ESPN 30 For 30: The Price of Gold


ESPN 30 For 30: The Price of Gold
This Catch Up is written by Chelsea Cristene
Year of Release: 2014
Spoilers: If you need a spoiler alert for this documentary, you were either not alive yet or living under a rock in 1994.
Currently Streaming on Netflix? Yes.
One of my happiest childhood memories is asking my mother to back the cars off of the carport so the neighborhood girls and I could skate on it until dark. We pulled our hair back in tight buns, strapped on some clunky neon rollerblades, and pretended that we were our famous favorites competing for the gold medal: Kristi Yamaguchi, Michelle Kwan, Tara Lipinski.
If you were a young girl in the 1990s, you probably remember being very much into figure skating. And if you were, I’m sure that it had a lot to do with the dazzling costumes, the spirited routines, and the refined elegance that so eludes gangly ten year olds. But it probably also had a lot to do with Tonya Harding and Nancy Kerrigan.
Twenty years later, director Nanette Burstein’s The Price of Gold explores not only the details of the scandal, but the dire poverty and abuse in Tonya Harding’s world that added fuel to an already competitive fire. Tonya’s background, as reporter Ann Schatz explains, is absolutely essential in understanding the attack. (Disclaimer: I don’t find Tonya Harding very likeable, and I don’t think I’m alone here. At 44, she is basically a bratty teenager in an adult’s body, complaining that the judges didn’t like her dress yet telling Nancy to “shut up” about her disappointing silver medal win. She’s brash, inarticulate, and stubbornly committed to proving her innocence. But after watching footage and hearing stories from her childhood, I can certainly see why she doesn’t have both oars in the water.)
Tonya Harding, as several of the interviewees discuss, grew up in a cluttered rental house in Oregon. Though her mother used what little money the family had to finance Tonya’s interest in ice skating, she often verbally abused and physically beat Tonya. The documentary captures one moment in particular when, over the phone after a performance, Tonya’s mother berates her for “looking terrible” on the ice. Suddenly, it becomes clear that Tonya’s drive is about more than just money – she has something to prove. Like so many children from broken homes, Tonya uses a hobby to temporary escape her pain. The problem is that despite all of her talent and dedication, young Tonya is given a very poor example of how loving relationships work, and later falls in love with the abusive Jeff Gillooly.
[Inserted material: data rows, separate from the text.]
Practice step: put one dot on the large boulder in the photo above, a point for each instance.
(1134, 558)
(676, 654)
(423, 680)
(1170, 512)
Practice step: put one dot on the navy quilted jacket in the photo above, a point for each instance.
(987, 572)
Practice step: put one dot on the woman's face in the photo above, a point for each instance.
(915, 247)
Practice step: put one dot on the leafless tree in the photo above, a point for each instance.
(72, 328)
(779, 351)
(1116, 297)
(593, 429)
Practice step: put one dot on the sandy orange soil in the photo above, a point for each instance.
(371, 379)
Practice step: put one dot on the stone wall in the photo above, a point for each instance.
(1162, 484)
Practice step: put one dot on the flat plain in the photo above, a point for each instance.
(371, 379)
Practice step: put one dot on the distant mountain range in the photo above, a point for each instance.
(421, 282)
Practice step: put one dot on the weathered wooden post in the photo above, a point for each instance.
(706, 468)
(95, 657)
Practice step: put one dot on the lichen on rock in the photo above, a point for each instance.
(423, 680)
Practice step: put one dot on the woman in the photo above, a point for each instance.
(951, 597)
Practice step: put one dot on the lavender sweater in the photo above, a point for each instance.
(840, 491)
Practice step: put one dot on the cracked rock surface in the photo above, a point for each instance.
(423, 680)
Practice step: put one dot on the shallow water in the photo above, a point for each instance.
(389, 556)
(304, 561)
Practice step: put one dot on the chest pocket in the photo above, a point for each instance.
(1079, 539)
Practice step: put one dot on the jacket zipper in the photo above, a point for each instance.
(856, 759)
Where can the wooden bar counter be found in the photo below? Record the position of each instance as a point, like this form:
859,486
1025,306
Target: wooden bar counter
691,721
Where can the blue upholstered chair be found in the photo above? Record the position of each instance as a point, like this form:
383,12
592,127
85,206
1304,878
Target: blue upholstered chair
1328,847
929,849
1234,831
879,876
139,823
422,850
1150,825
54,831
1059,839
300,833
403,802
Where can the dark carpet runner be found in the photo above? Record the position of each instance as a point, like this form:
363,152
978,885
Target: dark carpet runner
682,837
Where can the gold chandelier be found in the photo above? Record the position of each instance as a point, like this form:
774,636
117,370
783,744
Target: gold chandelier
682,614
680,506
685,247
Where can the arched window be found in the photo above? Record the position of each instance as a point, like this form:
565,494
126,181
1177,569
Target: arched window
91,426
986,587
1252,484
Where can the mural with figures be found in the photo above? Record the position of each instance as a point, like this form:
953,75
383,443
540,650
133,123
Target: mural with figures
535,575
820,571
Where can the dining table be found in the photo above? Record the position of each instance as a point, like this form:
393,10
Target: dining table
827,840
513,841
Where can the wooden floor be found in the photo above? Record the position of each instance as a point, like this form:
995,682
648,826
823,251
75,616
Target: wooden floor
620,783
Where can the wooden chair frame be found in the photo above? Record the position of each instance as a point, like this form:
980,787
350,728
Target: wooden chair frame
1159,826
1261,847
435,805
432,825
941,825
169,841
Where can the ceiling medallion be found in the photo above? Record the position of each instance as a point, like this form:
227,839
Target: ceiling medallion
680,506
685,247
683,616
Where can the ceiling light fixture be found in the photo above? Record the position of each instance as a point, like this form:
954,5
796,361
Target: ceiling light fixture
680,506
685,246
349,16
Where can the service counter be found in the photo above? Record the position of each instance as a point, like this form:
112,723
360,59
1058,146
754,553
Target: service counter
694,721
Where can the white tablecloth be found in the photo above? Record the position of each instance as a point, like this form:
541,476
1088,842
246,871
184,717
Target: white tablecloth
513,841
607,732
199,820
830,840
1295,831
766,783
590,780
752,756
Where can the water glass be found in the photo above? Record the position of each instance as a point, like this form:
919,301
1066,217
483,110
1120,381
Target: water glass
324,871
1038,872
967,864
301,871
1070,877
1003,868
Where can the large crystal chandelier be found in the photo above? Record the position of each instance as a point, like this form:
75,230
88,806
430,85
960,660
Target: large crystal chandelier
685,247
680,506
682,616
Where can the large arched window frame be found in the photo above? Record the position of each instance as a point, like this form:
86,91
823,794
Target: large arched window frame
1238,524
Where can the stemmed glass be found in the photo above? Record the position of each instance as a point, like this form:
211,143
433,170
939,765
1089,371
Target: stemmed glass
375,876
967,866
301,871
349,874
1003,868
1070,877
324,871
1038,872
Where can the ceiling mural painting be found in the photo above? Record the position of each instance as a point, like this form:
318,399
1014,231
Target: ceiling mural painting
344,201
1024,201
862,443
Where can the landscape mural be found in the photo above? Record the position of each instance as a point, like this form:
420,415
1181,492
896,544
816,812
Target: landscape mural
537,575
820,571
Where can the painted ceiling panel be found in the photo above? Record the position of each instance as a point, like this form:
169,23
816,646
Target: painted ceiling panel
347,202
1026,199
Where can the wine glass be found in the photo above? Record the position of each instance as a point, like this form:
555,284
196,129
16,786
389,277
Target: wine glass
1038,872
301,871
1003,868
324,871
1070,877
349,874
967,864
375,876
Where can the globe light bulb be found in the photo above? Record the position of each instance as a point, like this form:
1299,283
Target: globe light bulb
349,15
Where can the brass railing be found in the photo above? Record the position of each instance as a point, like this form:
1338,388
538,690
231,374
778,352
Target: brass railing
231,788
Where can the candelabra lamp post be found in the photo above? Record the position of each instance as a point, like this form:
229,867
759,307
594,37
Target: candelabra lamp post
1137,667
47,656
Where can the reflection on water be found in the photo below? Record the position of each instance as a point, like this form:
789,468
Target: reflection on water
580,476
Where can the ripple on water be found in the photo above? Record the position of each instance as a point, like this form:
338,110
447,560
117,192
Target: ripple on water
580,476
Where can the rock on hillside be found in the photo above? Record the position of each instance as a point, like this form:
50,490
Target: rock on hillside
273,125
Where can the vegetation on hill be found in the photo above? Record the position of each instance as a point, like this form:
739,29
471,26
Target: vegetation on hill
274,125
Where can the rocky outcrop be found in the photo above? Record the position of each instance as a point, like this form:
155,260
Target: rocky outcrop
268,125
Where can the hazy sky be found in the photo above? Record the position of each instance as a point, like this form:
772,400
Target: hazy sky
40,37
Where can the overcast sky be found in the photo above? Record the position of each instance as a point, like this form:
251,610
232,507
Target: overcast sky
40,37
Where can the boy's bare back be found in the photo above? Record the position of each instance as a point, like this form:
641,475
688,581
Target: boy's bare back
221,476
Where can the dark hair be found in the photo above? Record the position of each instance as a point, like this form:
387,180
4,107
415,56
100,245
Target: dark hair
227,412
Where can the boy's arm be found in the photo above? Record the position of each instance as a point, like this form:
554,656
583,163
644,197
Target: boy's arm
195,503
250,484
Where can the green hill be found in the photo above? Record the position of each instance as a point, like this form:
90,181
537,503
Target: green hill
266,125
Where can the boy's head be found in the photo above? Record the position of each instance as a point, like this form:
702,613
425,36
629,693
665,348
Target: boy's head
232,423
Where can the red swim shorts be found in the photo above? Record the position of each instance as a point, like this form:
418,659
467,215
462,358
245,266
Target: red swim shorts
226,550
There’s also the issue of Tonya not fitting the proper “ice princess” mold. After Dorothy Hamill graced television screens with her glossy bob and feminine composure in the 1970s, figure skating demanded a certain image. Tonya, all curls and moxie, appealed to girls around the country who identified with her humble beginnings and boyish persona. But Nancy Kerrigan was the class act ‘90s figure skating had been waiting for – composed, polished, and strikingly beautiful. And so right along with Nancy’s popularity rose Tonya’s envy, which came to a head with one whack of a pipe.
I’m going to sound like Stefan from SNL here, but this documentary has everything. A soap-opera storyline: beloved ice princess nearly taken out by ‘bad girl’ rival and her band of thugs, only to fully recover and win an Olympic medal. A thorough detailing of the investigation for all the criminal justice nerds out there, followed by a disbelieving reaction to just how bad the entire plan was. Memorable clips for those of us who were hopelessly glued to our TVs in 1994: the interview with Ann Schatz that Tonya mostly spent looking fearfully over at her then-husband, Tonya’s oh so obvious body language during her pre-Olympic press conference. And Scott Hamilton! If you find yourself with 78 minutes to spare and are jonesing for some ‘90s nostalgia, The Price of Gold is a great use of your time.
Unsurprisingly, Nancy Kerrigan declined to contribute to this documentary. Tonya, however, relishes any opportunity to talk about herself, and when the film wraps up with even more of her adamant denial, I can’t say that I expected anything else. Like all the best tragedies, Tonya’s pride leads to her downfall, and in a self-fulfilling prophecy she is finally a household name. Just not in a way she had ever dreamed of.